His nephew was holding up a coat that was nearly as long as him, but even despite the length there was no denying that the coat was custom-made for Bilbo. He stood, coming slowly to take coat from Frodo and admire the workmanship. He didn’t peg Thorin as someone who knew the intricacies of fine clothing, but knowing what he knew now, Thorin almost certainly had the finest tailors in his employ. Of course he wouldn’t settle for less than the best, and this coat was, well, perfect.
Bilbo fingered the gold buttons sewn in, and tears sprung to his eyes when he noted the motif of oak leaves and an acorn along each one.
“Why an oak tree?” Thorin had asked as they strode past the Bag End landmark, hand in hand.

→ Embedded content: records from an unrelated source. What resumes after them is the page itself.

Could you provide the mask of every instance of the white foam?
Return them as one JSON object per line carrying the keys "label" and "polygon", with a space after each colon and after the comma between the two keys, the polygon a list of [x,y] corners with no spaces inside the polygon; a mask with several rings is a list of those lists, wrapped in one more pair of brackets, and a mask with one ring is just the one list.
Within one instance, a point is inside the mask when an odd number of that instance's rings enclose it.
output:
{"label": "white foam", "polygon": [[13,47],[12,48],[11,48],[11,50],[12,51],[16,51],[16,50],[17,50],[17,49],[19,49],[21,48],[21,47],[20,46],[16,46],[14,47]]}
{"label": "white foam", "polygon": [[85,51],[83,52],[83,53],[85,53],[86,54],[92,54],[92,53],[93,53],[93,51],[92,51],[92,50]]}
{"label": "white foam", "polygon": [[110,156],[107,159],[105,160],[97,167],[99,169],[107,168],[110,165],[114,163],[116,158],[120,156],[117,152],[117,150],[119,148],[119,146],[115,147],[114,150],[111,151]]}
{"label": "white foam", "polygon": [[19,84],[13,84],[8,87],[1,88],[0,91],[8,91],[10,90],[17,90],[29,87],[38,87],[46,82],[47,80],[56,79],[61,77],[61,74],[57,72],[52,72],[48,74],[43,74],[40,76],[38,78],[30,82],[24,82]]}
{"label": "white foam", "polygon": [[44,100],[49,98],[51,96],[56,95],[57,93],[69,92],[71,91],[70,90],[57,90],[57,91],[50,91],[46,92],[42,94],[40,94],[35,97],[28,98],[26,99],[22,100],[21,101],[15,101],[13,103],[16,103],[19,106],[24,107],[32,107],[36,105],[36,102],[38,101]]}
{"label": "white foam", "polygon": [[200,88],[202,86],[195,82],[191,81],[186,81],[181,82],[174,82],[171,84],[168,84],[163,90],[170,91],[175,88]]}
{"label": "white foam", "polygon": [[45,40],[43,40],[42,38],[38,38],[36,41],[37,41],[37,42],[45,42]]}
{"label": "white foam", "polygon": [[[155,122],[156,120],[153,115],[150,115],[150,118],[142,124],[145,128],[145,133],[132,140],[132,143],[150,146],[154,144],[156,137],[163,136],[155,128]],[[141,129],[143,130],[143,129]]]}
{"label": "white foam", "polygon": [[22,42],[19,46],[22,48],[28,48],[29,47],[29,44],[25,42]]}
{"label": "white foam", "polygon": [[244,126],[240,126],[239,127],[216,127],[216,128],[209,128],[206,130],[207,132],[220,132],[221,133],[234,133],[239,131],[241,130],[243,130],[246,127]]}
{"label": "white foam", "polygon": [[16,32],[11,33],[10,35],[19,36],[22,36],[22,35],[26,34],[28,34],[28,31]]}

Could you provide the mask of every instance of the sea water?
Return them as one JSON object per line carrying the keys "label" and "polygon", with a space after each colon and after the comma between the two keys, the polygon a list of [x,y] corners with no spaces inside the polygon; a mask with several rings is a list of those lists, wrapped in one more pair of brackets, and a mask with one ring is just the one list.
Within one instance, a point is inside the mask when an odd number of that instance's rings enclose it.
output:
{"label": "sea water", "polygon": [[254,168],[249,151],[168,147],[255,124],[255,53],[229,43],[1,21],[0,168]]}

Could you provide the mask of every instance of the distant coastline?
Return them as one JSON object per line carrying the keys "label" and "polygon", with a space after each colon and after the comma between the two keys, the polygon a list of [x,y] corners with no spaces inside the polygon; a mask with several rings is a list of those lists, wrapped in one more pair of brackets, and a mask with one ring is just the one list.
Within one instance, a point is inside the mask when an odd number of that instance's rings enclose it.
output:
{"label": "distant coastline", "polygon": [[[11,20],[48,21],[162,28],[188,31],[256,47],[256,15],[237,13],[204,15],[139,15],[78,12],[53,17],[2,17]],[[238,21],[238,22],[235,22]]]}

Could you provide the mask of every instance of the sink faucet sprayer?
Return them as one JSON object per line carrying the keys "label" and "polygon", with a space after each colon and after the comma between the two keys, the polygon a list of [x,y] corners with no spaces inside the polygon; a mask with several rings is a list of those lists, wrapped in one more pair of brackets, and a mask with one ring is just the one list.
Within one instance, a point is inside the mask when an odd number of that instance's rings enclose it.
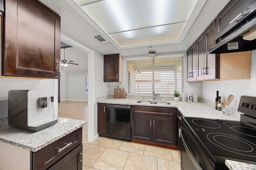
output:
{"label": "sink faucet sprayer", "polygon": [[160,94],[159,94],[159,93],[156,93],[155,94],[155,92],[153,92],[153,100],[155,100],[156,99],[156,96],[159,96],[160,95]]}

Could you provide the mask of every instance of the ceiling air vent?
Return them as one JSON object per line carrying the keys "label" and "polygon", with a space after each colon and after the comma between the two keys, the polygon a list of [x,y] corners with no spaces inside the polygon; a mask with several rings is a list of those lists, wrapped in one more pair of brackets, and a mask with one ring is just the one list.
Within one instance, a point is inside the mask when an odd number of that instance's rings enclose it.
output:
{"label": "ceiling air vent", "polygon": [[92,36],[94,38],[97,39],[100,43],[106,43],[108,42],[108,41],[103,37],[101,35],[94,35]]}

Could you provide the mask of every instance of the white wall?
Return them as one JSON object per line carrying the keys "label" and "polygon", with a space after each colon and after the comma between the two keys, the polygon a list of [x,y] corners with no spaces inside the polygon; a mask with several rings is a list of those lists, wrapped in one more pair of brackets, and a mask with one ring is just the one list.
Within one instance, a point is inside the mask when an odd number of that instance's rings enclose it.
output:
{"label": "white wall", "polygon": [[[95,99],[100,96],[108,95],[107,88],[109,88],[110,83],[105,82],[103,80],[104,55],[95,51],[94,86]],[[90,77],[89,81],[90,80]],[[98,135],[98,108],[97,101],[94,101],[94,136]]]}
{"label": "white wall", "polygon": [[[235,108],[238,108],[241,96],[256,96],[256,50],[252,51],[250,79],[203,82],[202,88],[203,98],[212,101],[215,101],[217,90],[219,91],[220,96],[225,95],[226,98],[233,94],[234,98],[230,106]],[[213,96],[210,95],[211,90],[214,91]]]}
{"label": "white wall", "polygon": [[69,72],[65,74],[66,100],[88,101],[88,94],[85,94],[85,78],[88,72]]}
{"label": "white wall", "polygon": [[[52,89],[58,94],[55,89],[56,79],[33,79],[0,78],[0,117],[8,116],[8,92],[11,90]],[[54,96],[54,107],[58,108],[58,95]],[[57,110],[58,111],[58,109]]]}
{"label": "white wall", "polygon": [[60,69],[60,99],[61,102],[66,100],[66,72],[61,69]]}

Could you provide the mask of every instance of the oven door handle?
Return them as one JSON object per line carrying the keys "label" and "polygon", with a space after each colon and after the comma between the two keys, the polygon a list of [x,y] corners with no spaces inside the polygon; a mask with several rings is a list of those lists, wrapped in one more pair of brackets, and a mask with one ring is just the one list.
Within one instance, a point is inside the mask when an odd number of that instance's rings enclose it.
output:
{"label": "oven door handle", "polygon": [[[181,127],[181,129],[182,128],[182,127]],[[188,156],[189,158],[190,159],[190,160],[191,160],[191,162],[192,162],[192,163],[193,163],[193,164],[195,166],[195,167],[196,168],[197,170],[202,170],[202,168],[201,168],[201,167],[200,167],[199,165],[197,163],[196,160],[196,159],[195,159],[194,157],[192,155],[191,152],[190,152],[190,150],[189,150],[188,148],[188,147],[187,146],[187,145],[185,143],[185,141],[184,140],[184,139],[183,138],[183,136],[182,136],[182,131],[181,130],[181,129],[180,129],[180,135],[181,136],[182,141],[182,144],[184,145],[184,148],[185,149],[185,150],[186,150],[187,153],[188,153]]]}

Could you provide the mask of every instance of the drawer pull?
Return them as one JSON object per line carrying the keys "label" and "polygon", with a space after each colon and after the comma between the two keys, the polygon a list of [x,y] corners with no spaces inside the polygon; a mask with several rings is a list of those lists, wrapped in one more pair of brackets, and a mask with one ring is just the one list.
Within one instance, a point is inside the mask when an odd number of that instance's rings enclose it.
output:
{"label": "drawer pull", "polygon": [[79,153],[79,154],[81,155],[82,157],[82,160],[79,160],[79,162],[82,162],[82,164],[84,164],[84,159],[83,158],[83,154],[84,153],[84,152],[82,152],[82,153]]}
{"label": "drawer pull", "polygon": [[67,148],[68,147],[69,147],[71,145],[72,145],[72,143],[70,142],[69,143],[66,143],[66,145],[65,146],[65,147],[63,147],[61,149],[60,149],[58,148],[58,150],[58,150],[58,152],[60,152],[62,151],[62,150],[63,150],[64,149],[66,149],[66,148]]}

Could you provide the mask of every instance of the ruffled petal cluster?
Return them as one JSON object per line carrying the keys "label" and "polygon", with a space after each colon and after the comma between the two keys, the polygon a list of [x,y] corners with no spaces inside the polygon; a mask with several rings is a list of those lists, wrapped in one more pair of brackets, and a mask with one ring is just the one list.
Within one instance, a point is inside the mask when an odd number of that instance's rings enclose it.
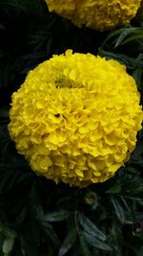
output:
{"label": "ruffled petal cluster", "polygon": [[13,93],[10,134],[37,175],[71,186],[102,182],[135,147],[139,98],[124,65],[68,50]]}
{"label": "ruffled petal cluster", "polygon": [[129,23],[136,14],[141,0],[46,0],[50,12],[70,19],[78,27],[99,31]]}

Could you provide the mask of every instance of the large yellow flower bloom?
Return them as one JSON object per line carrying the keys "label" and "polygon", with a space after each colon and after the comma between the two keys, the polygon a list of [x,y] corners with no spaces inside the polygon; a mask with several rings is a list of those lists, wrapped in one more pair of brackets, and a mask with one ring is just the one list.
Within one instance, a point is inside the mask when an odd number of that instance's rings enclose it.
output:
{"label": "large yellow flower bloom", "polygon": [[35,173],[84,187],[124,165],[141,121],[124,65],[68,50],[31,71],[13,93],[9,130]]}
{"label": "large yellow flower bloom", "polygon": [[109,30],[129,23],[135,16],[141,0],[46,0],[50,12],[55,12],[78,27]]}

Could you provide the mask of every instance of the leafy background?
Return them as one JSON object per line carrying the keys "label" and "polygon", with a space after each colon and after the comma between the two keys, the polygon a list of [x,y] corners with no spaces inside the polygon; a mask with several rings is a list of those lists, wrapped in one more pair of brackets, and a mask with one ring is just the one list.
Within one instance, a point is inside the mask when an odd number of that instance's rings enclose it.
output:
{"label": "leafy background", "polygon": [[142,104],[142,24],[99,33],[50,13],[44,0],[0,0],[0,256],[142,256],[142,130],[113,178],[78,189],[36,176],[7,128],[28,71],[66,49],[126,64]]}

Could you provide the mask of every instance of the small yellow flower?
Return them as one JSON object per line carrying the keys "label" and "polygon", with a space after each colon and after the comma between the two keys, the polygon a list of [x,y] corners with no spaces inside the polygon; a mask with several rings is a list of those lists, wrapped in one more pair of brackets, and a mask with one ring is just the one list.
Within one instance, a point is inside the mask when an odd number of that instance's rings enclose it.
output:
{"label": "small yellow flower", "polygon": [[140,8],[138,9],[138,12],[136,13],[136,18],[139,21],[143,21],[143,0],[141,0]]}
{"label": "small yellow flower", "polygon": [[105,31],[129,23],[136,14],[141,0],[46,0],[50,12],[72,20],[78,27],[85,25]]}
{"label": "small yellow flower", "polygon": [[71,186],[102,182],[134,150],[139,98],[124,65],[68,50],[13,93],[10,134],[37,175]]}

“My mother used to say it symbolises resilience, persistence and determination despite any challenge,” Bilbo had answered.
The design on the buttons winked at him in the firelight.
“He made those in the forge,” Frodo whispered.
Bilbo nodded, holding the jacket close. “I know,” he said quietly. “Frodo, you know this… Even so lovely a gift does not excuse the fact that he lied. Not just to me, but to both of us. And you know it wasn’t a small lie, either.”
“I’m sure he’s sorry, though.” Frodo fiddled with a corner of the jacket. “I’m sure he has a good reason for all of this. Why would he have stayed for so long and avoided all his responsibilities as prince if he didn’t?”
Despite himself, Bilbo chuckled. “You’re too clever for your own good, you know?”
Frodo gave a small smile. “I miss him, Uncle.”
“Oh, Frodo.” Bilbo knelt down, gathering his nephew in his arms so that the jacket half-embraced them both. “I miss him, too. Terribly.”
“So why don’t we do something about it?”
Bilbo pulled back slightly, blinking away his tears to look his nephew in the eyes. Frodo was clever, yes, and young, but perhaps that youth saw more potential in the world than he was given credit for.
Gandalf’s words, spoken to him weeks ago now, echoed now in his head.
Bilbo felt his shoulders straighten as something resolved in his heart. “Do you trust me, Frodo?”
Frodo’s eyes widened. “Of course!” he said matter-of-factly.
“Right, well.” Bilbo let out a long breath, refusing to analyse this further and thinking instead if bringing over a fresh batch of mincemeat pies would endear the timid dwarf-scribe and his brothers to the great favour he was about to ask of them. “What do you say to a little adventure?”